The women in John Strachey’s family were not threatened or disgusted by Esther the way his male friends were. On the contrary: “She is a hero and a goddess,” his sister Amabel wrote to him. “I have seen a good many great women, but never one to surpass Esther, and never one so vulnerable and inexperienced and exposed to the hard fate of being a human being.” His mother could be forbidding—she was tall and thin and looked “like a Victorian coat stand,” wrote Celia, “with scarves & chains and lace and shawls hanging from her”—but she adored Esther and emphatically took her side. Amy Strachey had encouraged her son’s trip to the United States in 1928 as a way to separate him from Celia; she refused to see him when he was living with Celia in 1932; and she did not attend their wedding in the autumn of 1933, immediately after Esther and John divorced. “My heart quite literally bleeds when I think of” Esther, she wrote to Gerald. When Esther remarried, five years later, Amy Strachey told her that her new husband was “charming,—almost worthy of you, but you know my feelings that nobody is quite.”
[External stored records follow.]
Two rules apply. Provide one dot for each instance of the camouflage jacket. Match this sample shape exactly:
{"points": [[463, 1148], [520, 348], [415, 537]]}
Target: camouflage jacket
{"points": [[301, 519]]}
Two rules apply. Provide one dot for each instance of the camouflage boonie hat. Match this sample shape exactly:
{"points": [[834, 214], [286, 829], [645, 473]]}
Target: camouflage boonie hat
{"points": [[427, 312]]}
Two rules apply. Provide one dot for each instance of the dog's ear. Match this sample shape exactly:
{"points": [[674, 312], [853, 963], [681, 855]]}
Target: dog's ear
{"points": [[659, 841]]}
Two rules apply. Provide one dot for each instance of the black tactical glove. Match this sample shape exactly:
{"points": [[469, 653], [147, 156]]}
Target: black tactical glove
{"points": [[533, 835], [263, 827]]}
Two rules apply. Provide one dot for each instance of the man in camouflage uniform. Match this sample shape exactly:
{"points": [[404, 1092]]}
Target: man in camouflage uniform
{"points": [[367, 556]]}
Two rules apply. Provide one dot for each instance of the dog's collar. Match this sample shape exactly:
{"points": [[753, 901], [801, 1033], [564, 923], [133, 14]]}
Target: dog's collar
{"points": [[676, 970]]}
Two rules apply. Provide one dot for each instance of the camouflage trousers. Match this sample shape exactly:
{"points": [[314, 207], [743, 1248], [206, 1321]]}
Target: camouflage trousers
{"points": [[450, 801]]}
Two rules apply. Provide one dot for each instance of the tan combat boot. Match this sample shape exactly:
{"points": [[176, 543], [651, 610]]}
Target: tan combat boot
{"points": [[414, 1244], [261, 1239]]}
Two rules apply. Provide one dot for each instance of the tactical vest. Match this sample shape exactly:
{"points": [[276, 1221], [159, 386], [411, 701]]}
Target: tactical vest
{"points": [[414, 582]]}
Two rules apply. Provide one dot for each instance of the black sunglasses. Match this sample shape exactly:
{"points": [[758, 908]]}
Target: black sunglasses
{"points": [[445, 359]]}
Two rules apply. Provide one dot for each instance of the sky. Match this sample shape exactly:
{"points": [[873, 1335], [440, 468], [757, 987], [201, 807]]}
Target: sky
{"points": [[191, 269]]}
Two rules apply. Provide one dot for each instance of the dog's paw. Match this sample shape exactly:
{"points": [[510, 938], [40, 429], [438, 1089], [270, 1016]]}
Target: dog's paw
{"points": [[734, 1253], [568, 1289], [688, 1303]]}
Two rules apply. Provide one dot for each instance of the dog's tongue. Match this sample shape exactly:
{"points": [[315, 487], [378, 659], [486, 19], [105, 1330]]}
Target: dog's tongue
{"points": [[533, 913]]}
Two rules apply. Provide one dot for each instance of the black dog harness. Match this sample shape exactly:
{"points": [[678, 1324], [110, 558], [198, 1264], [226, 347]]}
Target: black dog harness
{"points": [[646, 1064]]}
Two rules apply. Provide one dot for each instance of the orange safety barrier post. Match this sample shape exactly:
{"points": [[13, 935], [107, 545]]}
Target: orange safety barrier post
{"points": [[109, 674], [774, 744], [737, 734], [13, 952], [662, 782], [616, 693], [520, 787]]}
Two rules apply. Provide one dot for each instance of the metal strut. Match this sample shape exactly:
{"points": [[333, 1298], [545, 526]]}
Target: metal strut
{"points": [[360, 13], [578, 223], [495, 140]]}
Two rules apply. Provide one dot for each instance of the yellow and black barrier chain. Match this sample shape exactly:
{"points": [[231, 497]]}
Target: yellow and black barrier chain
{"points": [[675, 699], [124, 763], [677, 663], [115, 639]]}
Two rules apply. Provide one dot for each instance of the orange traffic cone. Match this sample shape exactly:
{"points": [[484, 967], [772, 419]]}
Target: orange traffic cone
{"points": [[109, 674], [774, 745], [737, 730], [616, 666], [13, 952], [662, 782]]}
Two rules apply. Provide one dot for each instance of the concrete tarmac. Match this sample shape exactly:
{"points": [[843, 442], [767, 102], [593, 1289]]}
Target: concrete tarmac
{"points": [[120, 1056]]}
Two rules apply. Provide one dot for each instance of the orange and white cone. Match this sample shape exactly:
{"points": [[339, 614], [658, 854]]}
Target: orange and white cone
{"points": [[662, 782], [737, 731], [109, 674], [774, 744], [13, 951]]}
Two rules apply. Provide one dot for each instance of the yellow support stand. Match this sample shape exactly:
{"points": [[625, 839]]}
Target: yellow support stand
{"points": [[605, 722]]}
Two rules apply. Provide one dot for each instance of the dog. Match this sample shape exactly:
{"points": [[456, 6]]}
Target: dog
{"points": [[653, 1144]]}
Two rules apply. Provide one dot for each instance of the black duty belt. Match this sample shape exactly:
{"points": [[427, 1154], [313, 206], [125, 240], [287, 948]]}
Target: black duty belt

Within a few years, Esther and John Strachey had become friends. On her last trip to Europe before the war, in the spring of 1937, she visited him and Celia. Twice in the 1930s, on lecture tours of the United States, he was incarcerated at Ellis Island, accused of being a Communist advocating the violent overthrow of the U.S. government, a charge based on Hearst press pressure on the Department of Labor. In both cases, Esther pulled every string she could in Washington, even contacting FDR, and she wrote to Amy Strachey to reassure her. Strachey went on to have a long career as a leading theorist of the Labour Party and in world democratic socialism.
The Coming Struggle for Power
, his 1932 primer on the logics of capitalism and communism, is still seen as one of the most cogent expositions of the economic situation of the time. He helped found the Left Book Club, a populist publishing venture that produced millions of volumes (by George Orwell, Arthur Koestler, and others) and helped shift the British national consciousness to the left, enabling Labour’s postwar ascendance. He was a member of Parliament and he continued to publish on economics and empire until his death in 1963. Esther liked and admired him.